Pada masa-masa peralihan antara pemerintahan
Jepang dengan Sekutu yang diboncengi oleh Belanda dan sekaligus masa berdirinya
Indonesia sebagai bangsa inilah peran Rama Kanjeng juga cukup besar sebagai
Pimpinan Gereja Katolik sekaligus sebagai warga negara Indonesia.

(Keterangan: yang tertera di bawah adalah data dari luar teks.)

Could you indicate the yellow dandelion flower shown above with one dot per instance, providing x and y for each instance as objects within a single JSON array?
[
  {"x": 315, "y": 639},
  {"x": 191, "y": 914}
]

Pertempuran 5 hari di Semarang.
Hari itu adalah hari kedatangan tentara
sekutu di kota Semarang.
Kota Semarang telah diblokade oleh tentara
Jepang karena kemarahan mereka atas penyerangan pemuda-pemuda Semarang sebelum
hari-hari mencekam itu. Kedatangan tentara sekutu dimanfaatkan oleh Rama
Kanjeng untuk kembali mengekspresikan keunggulannya dalam berdiplomasi. Rama
Kanjeng mendesak pimpinan tentara sekutu untuk mengadakan perundingan dengan
pimpinan tentara Jepang dan berhasil mempertemukan dua pimpinan itu di Pastoran
Gedangan. Dari Perundingan itu Rama Kanjeng juga mendapatkan info dari Pimpinan
Tentara Jepang bahwa malam tanggal 20 Oktober 1945 itu tentara Jepang akan
menjebak pemuda-pemuda Semarang dan menghabisi mereka di daerah Karang Tempel.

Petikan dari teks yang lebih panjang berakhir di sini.